What Is a Relativity Trap?
A relativity trap is a psychological or behavioral trap that leads people to make irrational purchases. The human brain works in a relative way when making comparisons and finds it difficult to compare across different categories. Savvy marketers frequently seek to exploit this, coaxing consumers into pursuing a spending decision that maximizes their profit.
- A relativity trap is a psychological or behavioral trap that leads people to make irrational purchases.
- The human brain works in a relative way when making comparisons and finds it difficult to compare across different categories.
- A relativity trap is related to anchoring, a cognitive bias that describes when an individual relies on or fixates on an initial piece of information to make decisions.
Understanding a Relativity Trap
Our minds are generally programmed to make buying decisions based on comparisons. When we need to purchase a specific item, we tend to look at how much each shop charges to determine who is offering the best deal. Sometimes this approach can lead us to think irrationally and make bad decisions.
Customers typically do not know the actual real value of the product or service they wish to purchase and instead rely on the prices listed by a shop or suggested by a salesperson.
The concept of a relativity trap is related to the phenomenon of "anchoring," a cognitive bias that describes when an individual relies on or fixates on an initial piece of data or information in the decision-making process. Often, the first number we see clouds our perception of everything that comes after. That inevitably means that we will likely pay $25 for an hour of parking, if the first lot we came across charged $30.
Anchoring is often employed by retailers to fool consumers into believing that they are getting a good deal, the so-called "anchoring trap." Innumerable experiments on this subject find that the relativity trap is a potent issue that affects financial decisions for a great number of people.
Examples of a Relativity Trap
A restaurant offers a value burger for $1.99, a regular burger for $2.99, and a premium burger for $4.59. The relativity trap will ensure that most people opt for the regular burger, perceiving it to be the best value.

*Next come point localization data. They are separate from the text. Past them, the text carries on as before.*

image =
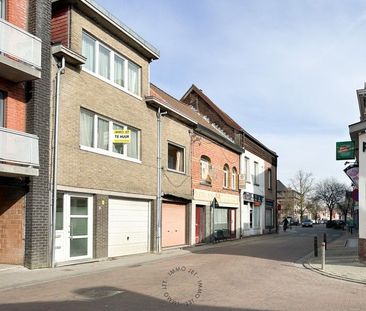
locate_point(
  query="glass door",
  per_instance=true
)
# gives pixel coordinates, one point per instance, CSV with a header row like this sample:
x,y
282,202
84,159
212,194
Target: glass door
x,y
74,227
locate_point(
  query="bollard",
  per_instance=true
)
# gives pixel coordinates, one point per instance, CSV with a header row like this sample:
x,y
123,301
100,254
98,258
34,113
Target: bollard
x,y
315,246
323,256
325,239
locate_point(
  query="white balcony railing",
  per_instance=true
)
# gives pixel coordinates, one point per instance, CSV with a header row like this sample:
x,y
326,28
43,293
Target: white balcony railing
x,y
18,148
20,44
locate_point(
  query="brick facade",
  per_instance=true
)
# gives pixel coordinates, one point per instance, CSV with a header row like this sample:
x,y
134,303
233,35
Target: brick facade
x,y
12,213
219,156
37,251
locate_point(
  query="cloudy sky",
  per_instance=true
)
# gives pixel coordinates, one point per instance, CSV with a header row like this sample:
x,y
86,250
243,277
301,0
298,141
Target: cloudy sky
x,y
285,70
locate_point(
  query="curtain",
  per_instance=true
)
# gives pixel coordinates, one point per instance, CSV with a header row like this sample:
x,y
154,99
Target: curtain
x,y
132,148
133,78
118,147
86,128
119,64
104,65
103,134
88,50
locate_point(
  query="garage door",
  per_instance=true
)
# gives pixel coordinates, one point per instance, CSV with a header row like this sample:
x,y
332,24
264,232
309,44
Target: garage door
x,y
128,227
173,225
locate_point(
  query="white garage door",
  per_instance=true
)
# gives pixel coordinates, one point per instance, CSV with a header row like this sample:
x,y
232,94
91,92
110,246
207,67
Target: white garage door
x,y
128,227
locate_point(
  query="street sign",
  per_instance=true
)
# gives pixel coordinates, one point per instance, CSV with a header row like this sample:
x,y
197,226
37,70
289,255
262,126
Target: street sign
x,y
345,150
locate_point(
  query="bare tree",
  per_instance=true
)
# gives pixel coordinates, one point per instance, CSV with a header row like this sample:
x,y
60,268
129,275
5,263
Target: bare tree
x,y
331,193
314,208
302,183
345,206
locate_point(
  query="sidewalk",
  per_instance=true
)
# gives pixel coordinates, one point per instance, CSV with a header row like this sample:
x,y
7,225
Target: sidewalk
x,y
341,260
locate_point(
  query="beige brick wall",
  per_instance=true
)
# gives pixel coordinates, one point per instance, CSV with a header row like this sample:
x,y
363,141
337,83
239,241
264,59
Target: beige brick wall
x,y
177,133
78,168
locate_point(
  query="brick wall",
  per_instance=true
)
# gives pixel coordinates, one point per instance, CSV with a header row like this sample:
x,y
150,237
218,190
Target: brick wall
x,y
37,247
203,108
15,107
12,210
219,156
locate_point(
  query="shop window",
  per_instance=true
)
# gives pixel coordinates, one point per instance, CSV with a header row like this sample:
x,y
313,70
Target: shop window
x,y
175,158
226,176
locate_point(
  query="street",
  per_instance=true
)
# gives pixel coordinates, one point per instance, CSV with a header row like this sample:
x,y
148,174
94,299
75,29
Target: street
x,y
260,273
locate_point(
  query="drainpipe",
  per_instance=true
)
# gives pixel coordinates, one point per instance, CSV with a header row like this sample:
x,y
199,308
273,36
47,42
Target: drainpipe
x,y
60,70
158,182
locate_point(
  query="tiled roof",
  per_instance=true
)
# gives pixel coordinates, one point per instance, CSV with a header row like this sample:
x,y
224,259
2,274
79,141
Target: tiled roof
x,y
183,108
227,119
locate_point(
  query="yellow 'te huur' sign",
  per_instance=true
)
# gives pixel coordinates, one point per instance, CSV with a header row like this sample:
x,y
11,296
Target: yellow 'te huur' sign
x,y
121,136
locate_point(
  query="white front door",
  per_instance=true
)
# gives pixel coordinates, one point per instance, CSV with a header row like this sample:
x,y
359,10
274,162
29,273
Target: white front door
x,y
74,227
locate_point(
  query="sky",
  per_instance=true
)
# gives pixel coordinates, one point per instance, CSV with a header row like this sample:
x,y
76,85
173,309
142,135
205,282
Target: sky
x,y
285,70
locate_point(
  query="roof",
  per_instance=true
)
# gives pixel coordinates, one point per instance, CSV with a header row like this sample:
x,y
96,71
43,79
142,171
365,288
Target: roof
x,y
114,25
202,125
227,119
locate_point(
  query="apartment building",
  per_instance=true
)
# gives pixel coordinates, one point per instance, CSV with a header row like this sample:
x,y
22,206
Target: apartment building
x,y
105,177
24,101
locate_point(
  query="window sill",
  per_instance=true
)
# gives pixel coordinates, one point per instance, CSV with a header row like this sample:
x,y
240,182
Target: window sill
x,y
174,171
111,83
109,154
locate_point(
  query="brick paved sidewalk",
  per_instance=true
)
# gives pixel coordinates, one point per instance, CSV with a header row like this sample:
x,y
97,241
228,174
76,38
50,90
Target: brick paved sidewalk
x,y
341,260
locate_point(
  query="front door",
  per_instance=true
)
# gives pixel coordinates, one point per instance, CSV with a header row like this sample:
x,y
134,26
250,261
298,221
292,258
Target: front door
x,y
74,227
199,224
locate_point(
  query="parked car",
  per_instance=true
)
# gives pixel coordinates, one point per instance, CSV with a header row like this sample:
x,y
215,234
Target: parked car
x,y
307,223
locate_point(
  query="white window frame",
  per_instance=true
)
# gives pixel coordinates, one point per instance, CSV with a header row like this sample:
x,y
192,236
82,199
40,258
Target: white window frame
x,y
226,176
2,109
204,161
184,158
234,179
269,179
256,173
247,169
112,53
110,151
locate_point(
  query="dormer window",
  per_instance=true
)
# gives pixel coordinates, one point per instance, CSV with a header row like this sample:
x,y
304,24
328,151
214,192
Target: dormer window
x,y
111,67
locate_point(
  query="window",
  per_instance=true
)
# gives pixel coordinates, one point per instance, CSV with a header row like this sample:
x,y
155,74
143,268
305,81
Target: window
x,y
175,158
269,179
256,172
96,134
2,9
104,65
2,109
205,165
111,66
88,50
234,178
247,169
226,176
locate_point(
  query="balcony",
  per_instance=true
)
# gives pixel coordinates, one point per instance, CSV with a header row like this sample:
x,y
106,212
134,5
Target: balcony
x,y
20,54
18,153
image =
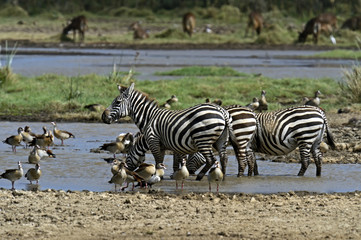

The consumer may assume that the value burger is inferior because of if its low price and that the premium burger is not worth its elevated price because of how it compares to the other offerings. However, if the price of the premium burger is slashed to $3.59, a substantial number of people will choose it on the grounds that it is worth paying an extra 60 cents for a premium burger. This is the relativity trap at work again.
Another example of the relativity trap is the pricing models adopted by most clothing stores. If the regular price of a pair of jeans is $40, the store will show the price as $100 but subsequently discount them by 50 % so that the "sale" price is now $50. The buyer thinks they are getting a bargain when in reality the store has earned an extra 25% on the item (the $10 difference).
The relativity trap is a common pitfall in investing, too. Certain valuation multiples may make a company look like a bargain compared to its peer group. In reality, this just might be an illusion—the companies may be vastly different, its price compared to a historical precedent may not account for changes in the marketplace or the multiple may fail to factor in something important, such as the precarious state of its balance sheet. In investment circles, these relativity traps are known as "value traps."
The relativity trap is also apparent when making comparisons across dissimilar groups. For example, consider a consumer who sets out to buy a basic bike on a limited budget of $150. Assume he or she is also looking casually for a set of golf clubs to replace an old set, albeit less urgently.
While shopping for the bike, the buyer comes across a great set of clubs that have been marked down 50% and are now priced at $200. The relativity trap may well lead the consumer to buy the golf clubs on the justification that it is an opportunity not to be missed. Suddenly, the consumer has gone $50 over budget and failed to purchase the one thing he or she required the most—the bike.